This is meant to encourage Kevin Costello and Roland Bacher to do more numerical simulations to bound a(3).

I was impressed that Kevin found a maximum as large as 9/50, and that with 5 ones.
I then computed the four essentially different forms that the determinant (or its negative) could take coming from a 3x3 matrix with 5 ones. Except for one of them, I found I could simplify the expressions by using the substitutions z_i = a_i - 1. I think when these forms are investigated, an explanation for the non-1 entries will be forthcoming. I also wonder if perhaps the non-one entries can be replaced with 4/9, -1/9, -5/9, and -1, which if it works would be explained by the heuristic of spacing out the non-1 values. A similar analysis might be done using 4 ones instead of 5.

**ADDED 2011.12.23**
Thanks to Will Orrick for catching the erroneous "four" above and reminding me of a
fifth form. While the substitutions might help in analyzing the now 120 possible
expressions for a determinant containing 5 ones, I now have a couple of nice
observations that might help estimate a(3) and possibly a(n).
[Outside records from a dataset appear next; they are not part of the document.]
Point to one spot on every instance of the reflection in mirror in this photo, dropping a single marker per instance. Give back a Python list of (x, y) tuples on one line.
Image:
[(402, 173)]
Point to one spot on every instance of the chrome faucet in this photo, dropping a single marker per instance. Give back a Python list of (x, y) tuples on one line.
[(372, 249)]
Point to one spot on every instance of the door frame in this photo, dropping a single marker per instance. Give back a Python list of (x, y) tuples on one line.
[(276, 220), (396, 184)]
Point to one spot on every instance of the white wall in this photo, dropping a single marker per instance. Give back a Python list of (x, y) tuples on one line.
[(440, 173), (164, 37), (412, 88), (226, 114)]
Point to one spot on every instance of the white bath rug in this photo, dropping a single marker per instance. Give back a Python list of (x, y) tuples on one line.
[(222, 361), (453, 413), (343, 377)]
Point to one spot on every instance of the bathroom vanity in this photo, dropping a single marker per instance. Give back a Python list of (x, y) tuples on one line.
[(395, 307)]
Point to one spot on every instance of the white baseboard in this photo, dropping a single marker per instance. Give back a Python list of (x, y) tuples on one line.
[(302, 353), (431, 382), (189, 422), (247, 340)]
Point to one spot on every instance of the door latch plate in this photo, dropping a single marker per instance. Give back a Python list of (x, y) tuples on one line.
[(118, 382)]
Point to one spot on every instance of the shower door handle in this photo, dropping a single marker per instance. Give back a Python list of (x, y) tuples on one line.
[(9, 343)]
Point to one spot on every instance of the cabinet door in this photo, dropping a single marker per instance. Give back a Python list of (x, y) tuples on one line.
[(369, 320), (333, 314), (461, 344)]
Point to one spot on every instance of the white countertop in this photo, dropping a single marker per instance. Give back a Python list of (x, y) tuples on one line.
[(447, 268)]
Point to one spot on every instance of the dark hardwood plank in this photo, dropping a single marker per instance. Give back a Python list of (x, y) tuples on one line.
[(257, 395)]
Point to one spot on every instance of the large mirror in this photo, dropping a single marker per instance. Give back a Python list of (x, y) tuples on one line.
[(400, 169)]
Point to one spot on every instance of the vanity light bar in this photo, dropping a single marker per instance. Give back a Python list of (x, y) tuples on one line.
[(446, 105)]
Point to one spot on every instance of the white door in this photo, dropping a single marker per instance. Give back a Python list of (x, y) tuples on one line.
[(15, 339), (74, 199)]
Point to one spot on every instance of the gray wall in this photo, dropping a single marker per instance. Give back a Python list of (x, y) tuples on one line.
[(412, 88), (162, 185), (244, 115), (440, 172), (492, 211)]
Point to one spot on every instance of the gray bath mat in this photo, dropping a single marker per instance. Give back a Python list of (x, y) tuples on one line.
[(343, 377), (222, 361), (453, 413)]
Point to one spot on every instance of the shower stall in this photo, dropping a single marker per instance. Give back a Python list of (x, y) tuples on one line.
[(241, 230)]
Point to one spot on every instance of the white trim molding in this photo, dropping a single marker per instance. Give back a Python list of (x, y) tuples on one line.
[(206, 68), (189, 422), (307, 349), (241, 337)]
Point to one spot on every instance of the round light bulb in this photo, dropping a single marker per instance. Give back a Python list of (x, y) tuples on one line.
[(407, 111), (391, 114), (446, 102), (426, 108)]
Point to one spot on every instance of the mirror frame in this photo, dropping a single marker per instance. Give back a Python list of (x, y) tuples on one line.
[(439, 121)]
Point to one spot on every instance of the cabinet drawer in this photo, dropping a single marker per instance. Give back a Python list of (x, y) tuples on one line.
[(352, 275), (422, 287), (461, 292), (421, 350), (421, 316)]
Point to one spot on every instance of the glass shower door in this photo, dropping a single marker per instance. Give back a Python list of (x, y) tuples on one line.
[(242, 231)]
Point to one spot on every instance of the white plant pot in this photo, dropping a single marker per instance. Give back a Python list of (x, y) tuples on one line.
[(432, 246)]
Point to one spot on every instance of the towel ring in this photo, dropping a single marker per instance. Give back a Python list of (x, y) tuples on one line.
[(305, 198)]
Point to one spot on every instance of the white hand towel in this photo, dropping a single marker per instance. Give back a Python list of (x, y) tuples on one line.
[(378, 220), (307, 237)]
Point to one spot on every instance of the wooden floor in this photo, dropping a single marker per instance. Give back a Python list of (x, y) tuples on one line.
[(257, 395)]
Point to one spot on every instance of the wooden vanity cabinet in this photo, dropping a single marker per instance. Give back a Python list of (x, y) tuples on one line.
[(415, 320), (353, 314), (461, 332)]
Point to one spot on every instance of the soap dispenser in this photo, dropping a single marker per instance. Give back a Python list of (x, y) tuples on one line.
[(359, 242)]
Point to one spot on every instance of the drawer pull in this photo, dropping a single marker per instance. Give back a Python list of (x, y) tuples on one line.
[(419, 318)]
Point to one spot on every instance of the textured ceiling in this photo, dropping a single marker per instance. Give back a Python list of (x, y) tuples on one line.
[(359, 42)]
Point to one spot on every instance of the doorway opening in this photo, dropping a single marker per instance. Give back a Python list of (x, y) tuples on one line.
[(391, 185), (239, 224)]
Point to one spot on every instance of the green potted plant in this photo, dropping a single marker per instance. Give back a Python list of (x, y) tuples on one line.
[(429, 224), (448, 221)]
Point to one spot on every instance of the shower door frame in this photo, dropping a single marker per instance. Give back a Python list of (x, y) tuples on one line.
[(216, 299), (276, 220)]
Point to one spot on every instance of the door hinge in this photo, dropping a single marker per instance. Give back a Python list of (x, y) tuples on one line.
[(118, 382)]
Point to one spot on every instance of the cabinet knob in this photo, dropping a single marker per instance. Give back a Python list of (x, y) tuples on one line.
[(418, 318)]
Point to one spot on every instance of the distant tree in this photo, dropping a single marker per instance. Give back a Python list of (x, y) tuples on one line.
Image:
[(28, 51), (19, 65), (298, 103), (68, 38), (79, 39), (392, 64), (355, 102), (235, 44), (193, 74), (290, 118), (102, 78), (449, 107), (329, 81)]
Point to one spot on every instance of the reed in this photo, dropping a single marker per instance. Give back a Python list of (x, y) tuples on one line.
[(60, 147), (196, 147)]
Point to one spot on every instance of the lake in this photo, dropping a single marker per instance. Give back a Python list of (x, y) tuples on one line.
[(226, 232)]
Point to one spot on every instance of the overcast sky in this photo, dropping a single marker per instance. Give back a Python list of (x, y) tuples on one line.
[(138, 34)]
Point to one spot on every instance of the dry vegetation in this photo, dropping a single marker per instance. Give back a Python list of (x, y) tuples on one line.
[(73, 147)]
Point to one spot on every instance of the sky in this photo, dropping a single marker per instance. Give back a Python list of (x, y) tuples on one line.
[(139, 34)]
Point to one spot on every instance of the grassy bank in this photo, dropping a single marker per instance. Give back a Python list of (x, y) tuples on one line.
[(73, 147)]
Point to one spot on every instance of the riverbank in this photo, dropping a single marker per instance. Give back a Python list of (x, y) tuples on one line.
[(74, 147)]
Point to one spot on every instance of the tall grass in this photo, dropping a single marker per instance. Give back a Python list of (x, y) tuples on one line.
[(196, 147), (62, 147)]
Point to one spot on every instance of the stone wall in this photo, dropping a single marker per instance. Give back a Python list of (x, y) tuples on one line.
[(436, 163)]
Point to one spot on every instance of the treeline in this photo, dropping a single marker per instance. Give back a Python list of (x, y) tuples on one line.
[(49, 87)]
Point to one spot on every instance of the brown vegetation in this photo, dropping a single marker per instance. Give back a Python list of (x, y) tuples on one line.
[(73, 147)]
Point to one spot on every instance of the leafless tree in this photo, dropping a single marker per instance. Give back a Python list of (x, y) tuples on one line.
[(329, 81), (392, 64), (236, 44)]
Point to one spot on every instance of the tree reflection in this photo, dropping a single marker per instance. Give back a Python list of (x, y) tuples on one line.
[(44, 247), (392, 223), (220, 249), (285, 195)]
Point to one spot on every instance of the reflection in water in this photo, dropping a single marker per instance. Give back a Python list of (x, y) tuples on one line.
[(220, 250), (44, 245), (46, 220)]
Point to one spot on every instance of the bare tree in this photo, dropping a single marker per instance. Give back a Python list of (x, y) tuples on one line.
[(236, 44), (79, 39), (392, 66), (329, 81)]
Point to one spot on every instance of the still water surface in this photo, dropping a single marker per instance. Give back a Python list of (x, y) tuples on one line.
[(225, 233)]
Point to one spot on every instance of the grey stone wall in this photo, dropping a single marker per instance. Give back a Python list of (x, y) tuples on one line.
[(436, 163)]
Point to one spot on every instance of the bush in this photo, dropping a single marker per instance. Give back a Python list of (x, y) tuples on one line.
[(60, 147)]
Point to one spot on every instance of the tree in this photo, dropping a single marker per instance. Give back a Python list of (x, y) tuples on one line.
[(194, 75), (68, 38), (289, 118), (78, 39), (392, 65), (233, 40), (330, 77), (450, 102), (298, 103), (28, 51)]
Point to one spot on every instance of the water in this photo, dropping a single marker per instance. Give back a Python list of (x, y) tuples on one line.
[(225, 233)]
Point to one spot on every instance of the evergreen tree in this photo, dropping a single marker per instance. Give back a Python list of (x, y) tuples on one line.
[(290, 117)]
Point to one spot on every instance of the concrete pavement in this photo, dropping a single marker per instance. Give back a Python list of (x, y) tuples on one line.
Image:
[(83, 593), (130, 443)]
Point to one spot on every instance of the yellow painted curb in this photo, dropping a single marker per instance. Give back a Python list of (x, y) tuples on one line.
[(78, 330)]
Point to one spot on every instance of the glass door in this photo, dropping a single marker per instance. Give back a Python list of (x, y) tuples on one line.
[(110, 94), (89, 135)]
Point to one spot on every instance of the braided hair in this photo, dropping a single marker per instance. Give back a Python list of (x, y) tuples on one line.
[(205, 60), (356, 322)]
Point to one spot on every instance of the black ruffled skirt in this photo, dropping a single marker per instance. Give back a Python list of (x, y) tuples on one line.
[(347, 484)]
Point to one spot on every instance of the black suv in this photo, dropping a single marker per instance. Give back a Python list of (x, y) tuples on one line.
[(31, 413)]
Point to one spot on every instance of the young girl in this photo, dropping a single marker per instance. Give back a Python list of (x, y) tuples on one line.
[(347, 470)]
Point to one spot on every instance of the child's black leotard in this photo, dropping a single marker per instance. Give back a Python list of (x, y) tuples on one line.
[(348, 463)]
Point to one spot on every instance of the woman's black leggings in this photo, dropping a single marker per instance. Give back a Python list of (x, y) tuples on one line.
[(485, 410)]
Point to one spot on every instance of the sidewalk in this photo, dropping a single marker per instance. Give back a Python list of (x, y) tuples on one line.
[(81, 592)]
I have convinced
myself that a(n) is decreasing as n > 1 increases, but only have a suggestion as to
how to show it.

For a(3), one of the configurations involving 4 ones has them arranged in a 2x2 square,
leading to a determinant of (a-b)(c-d) and a tentative upper bound for this case of 1/4.
While it is possible that 1/4 could be beaten by multisets which have only 3 or 2 ones
in them, I am confident that the other posters are close to determining a(3) and that it
will be less than 1/4.

For general $n$, one can assume (as Will Orrick noted) 1 is in the multiset of $n^2$ values and sort them and then place the sorted set in the array in various ways while preserving relations like $a_{i,j} > a_{i,j+1}$. Now one can subtract multiples of one row from another to get rows of small norm (when consider as vectors in $R^n$). It may then be feasible to show that the given matrix is equivalent via such row operations to one in which the product of the norms of the rows is at most 1, and possibly smaller. An alternative picture is to say that the rows belong to the region of the positive unit orthant which satisfies $ x_1 \leq x_2 \leq \ldots \leq x_n$, and that the angle between a group of, oh, say, $n/2$ of them is less than $\epsilon(n)$ which would give a similar bound on the determinant.